Firstly, Canada’s Olympic dance stars, Tessa Virtue and a tanned Scott Moir, strode into the rink without skates and sat in the stands, watching. For the past half-dozen years, they’d been honing their skills, finding their strengths at these camps, and for now, they were looking on, sitting in a brutally cold rink on the hottest day of the summer.
They and three-time world champion Patrick Chan are still on the national team, not giving any signals that they intend to retire. Skate Canada issued them all invitations to come for a look, but Chan’s dance card was full.
Current world silver medalists Kaitlyn Weaver and Andrew Poje – ready to step up and fill their shoes – were pleased to see Virtue and Moir at the camp. “I think they know everything there is to know about technique, artistry and connection, and for either of them to see the programs and give us a little feedback would be extremely valuable,” Weaver said. “We would be very grateful.”
It’s a time for handing over of torches. Michael Slipchuk says he’s never seen such a transitional year as this one, since he took over the job as director of high performance for Skate Canada in 2007. “We have a lot of new faces in all disciplines,” he said. “We’ve had people there who had never been to a national team training camp – and coaches that hadn’t been either.”
For example, Marie-France Dubreuil attended as a coach for the first time. When Slipchuk started in his position, Dubreuil was there as a competitor.
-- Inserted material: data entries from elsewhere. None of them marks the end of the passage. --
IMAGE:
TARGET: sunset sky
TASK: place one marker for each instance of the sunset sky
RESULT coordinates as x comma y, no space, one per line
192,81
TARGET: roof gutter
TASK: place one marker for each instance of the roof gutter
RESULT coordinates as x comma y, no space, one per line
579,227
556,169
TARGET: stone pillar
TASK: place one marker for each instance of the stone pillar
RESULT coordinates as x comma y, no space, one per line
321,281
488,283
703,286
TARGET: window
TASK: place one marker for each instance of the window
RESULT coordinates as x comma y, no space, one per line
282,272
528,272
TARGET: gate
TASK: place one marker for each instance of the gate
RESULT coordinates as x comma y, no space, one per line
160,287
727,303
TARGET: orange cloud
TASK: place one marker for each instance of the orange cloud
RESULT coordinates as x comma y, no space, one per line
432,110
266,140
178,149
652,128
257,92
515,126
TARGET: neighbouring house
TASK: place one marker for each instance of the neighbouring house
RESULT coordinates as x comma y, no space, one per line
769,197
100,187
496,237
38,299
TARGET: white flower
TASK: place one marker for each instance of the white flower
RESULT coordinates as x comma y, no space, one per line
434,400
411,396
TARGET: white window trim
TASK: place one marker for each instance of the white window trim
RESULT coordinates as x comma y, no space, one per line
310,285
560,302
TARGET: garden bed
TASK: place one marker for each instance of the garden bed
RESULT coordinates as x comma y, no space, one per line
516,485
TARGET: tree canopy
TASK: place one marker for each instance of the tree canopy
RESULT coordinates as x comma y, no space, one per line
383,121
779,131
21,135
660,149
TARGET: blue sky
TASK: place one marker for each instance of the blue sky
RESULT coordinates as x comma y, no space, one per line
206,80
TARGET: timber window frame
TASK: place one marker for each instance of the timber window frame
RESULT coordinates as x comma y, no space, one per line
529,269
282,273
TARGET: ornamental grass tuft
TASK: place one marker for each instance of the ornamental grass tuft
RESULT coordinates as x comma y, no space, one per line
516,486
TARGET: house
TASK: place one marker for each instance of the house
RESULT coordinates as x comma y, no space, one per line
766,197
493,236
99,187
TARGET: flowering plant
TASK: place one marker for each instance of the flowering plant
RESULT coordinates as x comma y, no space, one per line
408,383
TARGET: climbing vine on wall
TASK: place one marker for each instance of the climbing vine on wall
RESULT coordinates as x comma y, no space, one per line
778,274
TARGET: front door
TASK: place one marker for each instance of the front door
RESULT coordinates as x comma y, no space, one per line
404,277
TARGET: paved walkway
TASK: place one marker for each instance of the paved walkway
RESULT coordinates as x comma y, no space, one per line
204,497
This was her first time back to the camp since she and partner Patrice Lauzon retired from competition in 2007, leaving behind a string of memorable performances.
Dubreuil brought with her some new faces, Elisabeth Paradis and Francois-Xavier Ouellette, who aren’t exactly members of the national team, and never even saw a Junior Grand Prix, but at age 22, have finally impressed.
Their scores at Cup of Nice last season placed them in the top 75 of Grand Prix selection criteria. So Skate Canada has given them a starting berth at the Skate Canada International in Kelowna, B.C. in October. “We put them on a top level really quick,” Slipchuk said. “We like to see that….Junior is not the end of the line. It’s just a stop along the way.” Judging from the past quadrennial, young skaters can push themselves up quickly in the next four, Slipchuk said. Skate Canada will have a better idea of who will make up the 2018 Olympic team two years out, but for now, it’s time to spread wings and look at all possibilities.
At the training camp, Paradis and Ouellette got invaluable advice, prepping them timely for their Skate Canada International date. “The super young ones were eager and excited,” Slipchuk said.
Despite the newness of the crew, Slipchuk saw the camp as a strong one that gave Skate Canada lots of valuable information, too. “It was a good opportunity to see that most came very ready,” he said. “We saw a lot of good stuff….A lot were ready to go.”
Slipchuk’s highlight of the two-day camp was to witness the clean throw quadruple Salchow landed by veterans (and oldest members of the team) Meagan Duhamel (28) and Eric Radford (29) – during their simulated run-through. “To get it done that day was good for the team,” Slipchuk said. Doing it in a simulated competition, with judges and technical officials looking on bodes well for future competitions.
The optimism at this training camp stems from top efforts by the current guard at the world championships last March, when Duhamel and Radford won their second bronze medal, and Weaver and Poje came within .2 points of winning the world title outright. Aside from that, three Canadian dance teams finished in the top 10 for the first time in years, and there were a lot of top 12 finishes by others. Nam Nguyen, the youngest at the camp at age 16, along with Gabby Daleman, flourished at the end of last season with a junior world title and a top 12 finish at the world championships in his first year in senior international competition.
At the camp, Slipchuk could see that Nguyen was even better and stronger this season already. “Brian has a good plan for Nam,” Slipchuk said.
Indeed, the camp is a good measure of the readiness of the team. If the athletes are behind, it’s a sign that it’s time to get them up to speed for the coming competitive season. Not only did Skate Canada bring in its top internationally-accredited officials but if also brought in others for worldly feedback: Simon Briggs, a coach and technical specialist from Britain (he was the tech specialist for pairs at the Vancouver Olympics) and David Kirby, a technical guru from the United States but who has ties to Canada.
The camp was also an important checkpoint for new teams, such as Kirsten Moore-Towers and Mike Marinaro, and Brittany Jones and Joshua Reagan, who are both newish teams. “This is probably their first time in front of judges and technical people and Skate Canada supporters, to do a program,” Slipchuk said. “It’s a good simulation for them. And Brittany and Joshua have never been out internationally. We like to see how they perform in that environment. We look at the camps as a learning opportunity.”
The camp was time for all of them to step up and show their wares. And many of them did.